No es un viejo tocado: tiene miedo. ¿De qué tiene miedo? Cuando queremos comprender una cosa, nos situamos frente a ella. Solos, sin ayuda; de nada podría servir todo el pasado del mundo. Y después la cosa desaparece y lo que hemos comprendido desaparece con ella.

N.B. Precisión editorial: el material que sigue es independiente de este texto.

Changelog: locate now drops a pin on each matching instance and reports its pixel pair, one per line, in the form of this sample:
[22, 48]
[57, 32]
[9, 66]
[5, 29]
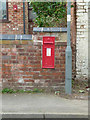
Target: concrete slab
[42, 105]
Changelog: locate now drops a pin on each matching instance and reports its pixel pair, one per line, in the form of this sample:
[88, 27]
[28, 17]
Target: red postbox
[15, 7]
[48, 52]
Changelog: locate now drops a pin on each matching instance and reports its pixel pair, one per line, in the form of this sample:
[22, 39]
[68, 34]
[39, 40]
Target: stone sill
[15, 37]
[50, 29]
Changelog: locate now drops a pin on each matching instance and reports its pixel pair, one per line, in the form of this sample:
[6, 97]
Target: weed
[35, 90]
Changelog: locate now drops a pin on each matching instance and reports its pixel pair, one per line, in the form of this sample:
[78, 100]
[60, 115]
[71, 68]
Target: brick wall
[14, 25]
[22, 64]
[82, 39]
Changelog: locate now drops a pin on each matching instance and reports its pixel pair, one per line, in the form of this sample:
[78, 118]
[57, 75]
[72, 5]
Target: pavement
[42, 106]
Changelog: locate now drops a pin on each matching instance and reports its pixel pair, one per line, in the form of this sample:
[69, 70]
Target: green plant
[7, 90]
[50, 14]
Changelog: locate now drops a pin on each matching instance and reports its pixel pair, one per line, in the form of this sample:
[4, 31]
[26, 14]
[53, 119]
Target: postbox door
[48, 55]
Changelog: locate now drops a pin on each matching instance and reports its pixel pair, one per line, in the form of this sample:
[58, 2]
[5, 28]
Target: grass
[35, 90]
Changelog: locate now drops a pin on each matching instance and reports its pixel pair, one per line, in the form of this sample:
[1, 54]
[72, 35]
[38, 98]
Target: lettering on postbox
[48, 52]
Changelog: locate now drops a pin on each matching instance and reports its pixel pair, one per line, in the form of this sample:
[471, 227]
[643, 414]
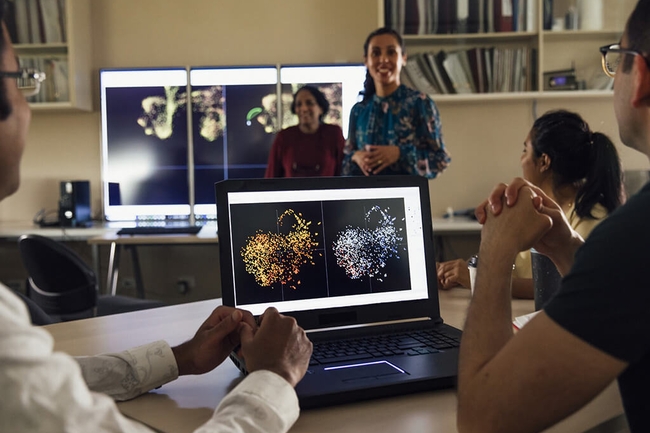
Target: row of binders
[422, 17]
[476, 70]
[36, 21]
[55, 88]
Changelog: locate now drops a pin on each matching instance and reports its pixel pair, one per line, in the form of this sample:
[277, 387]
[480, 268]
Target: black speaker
[74, 203]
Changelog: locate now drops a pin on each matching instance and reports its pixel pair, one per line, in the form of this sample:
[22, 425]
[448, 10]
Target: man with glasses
[43, 391]
[597, 328]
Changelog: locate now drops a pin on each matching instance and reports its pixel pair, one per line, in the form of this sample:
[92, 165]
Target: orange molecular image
[276, 257]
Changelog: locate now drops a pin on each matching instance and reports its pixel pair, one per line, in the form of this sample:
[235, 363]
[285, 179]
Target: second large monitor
[161, 161]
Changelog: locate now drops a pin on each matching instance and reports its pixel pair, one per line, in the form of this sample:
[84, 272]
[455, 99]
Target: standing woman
[311, 148]
[394, 129]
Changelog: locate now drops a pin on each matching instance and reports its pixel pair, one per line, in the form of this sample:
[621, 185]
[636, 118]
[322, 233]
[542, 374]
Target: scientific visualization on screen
[235, 129]
[168, 134]
[144, 143]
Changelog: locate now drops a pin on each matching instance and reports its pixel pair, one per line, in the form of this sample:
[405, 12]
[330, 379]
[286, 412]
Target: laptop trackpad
[363, 371]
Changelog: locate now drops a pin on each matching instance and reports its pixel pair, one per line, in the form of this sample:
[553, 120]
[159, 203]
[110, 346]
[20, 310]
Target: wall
[485, 139]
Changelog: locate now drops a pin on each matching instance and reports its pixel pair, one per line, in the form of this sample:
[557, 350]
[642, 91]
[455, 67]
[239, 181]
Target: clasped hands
[277, 344]
[520, 216]
[375, 158]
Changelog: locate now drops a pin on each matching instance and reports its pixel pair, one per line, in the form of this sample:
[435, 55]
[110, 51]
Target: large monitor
[234, 121]
[144, 144]
[168, 134]
[341, 84]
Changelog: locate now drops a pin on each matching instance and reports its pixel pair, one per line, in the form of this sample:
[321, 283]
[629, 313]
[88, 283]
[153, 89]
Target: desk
[208, 234]
[183, 405]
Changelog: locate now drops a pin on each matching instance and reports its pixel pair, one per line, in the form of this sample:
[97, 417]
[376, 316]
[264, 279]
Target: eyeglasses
[612, 55]
[29, 80]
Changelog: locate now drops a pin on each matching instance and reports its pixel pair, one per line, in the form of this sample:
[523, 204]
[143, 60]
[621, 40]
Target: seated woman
[394, 130]
[577, 168]
[311, 148]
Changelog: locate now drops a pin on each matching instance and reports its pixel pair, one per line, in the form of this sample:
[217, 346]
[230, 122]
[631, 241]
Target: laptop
[352, 259]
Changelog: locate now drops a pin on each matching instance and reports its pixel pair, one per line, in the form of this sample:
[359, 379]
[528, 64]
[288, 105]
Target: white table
[184, 404]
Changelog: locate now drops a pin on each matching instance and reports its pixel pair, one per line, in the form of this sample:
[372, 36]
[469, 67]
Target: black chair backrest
[36, 313]
[60, 282]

Las ideas generales son algo más halagador. Y además los profesionales y los mismos aficionados acaban siempre por tener razón. Su sabiduría recomienda hacer el menor ruido posible, vivir lo menos posible, dejarse olvidar. Sus mejores historias son las de imprudentes y originales que han recibido castigo. Bueno, sí; así sucede y nadie dirá lo contrario. Acaso M. Achille no tenga la conciencia muy tranquila. Acaso se diga que no estaría como está si hubiese escuchado los consejos de su padre, de su hermana mayor. El doctor tiene derecho a hablar; no ha frustrado su vida; ha sabido hacerla útil. Domina, tranquilo y poderoso, esa pequeña ruina; es una roca. El doctor Rogé ha bebido el calvados. Su gran cuerpo se apoltrona y sus párpados caen pesadamente. Por primera vez veo su rostro sin ojos: parece una máscara de cartón, como las que se venden hoy en los comercios. Sus mejillas tienen un horrible color rosa… De improviso se me aparece la verdad: este hombre morirá pronto. Seguramente lo sabe; basta con que se haya mirado en un espejo; cada día se asemeja un poco más al cadáver que será. Esto es la experiencia de los hombres; por eso me dije tantas veces que huele a muerte: es su última defensa. El doctor quisiera creerlo, quisiera enmascarar la insostenible realidad; que está solo, sin conocimientos, sin pasado, con una inteligencia que se embota y un cuerpo en descomposición. Por eso ha construido, ha arreglado, ha acolchado bien su pequeño delirio de compensación: se dice que progresa. ¿Hay agujeros en los pensamientos, instantes en que en su cabeza todo gira en el vacío? Es que su juicio ya no tiene la precipitación de la juventud. ¿No comprende lo que lee en los libros? Es que está tan lejos de los libros, en la actualidad. ¿Ya no puede hacer el amor? Pero lo ha hecho. Haberlo hecho es mucho mejor que seguir haciéndolo: la perspectiva permite el juicio, la comparación, la reflexión. Y para poder soportar su vista en los espejos, ese horrible rostro de cadáver trata de creer que en él se han grabado las lecciones de la experiencia.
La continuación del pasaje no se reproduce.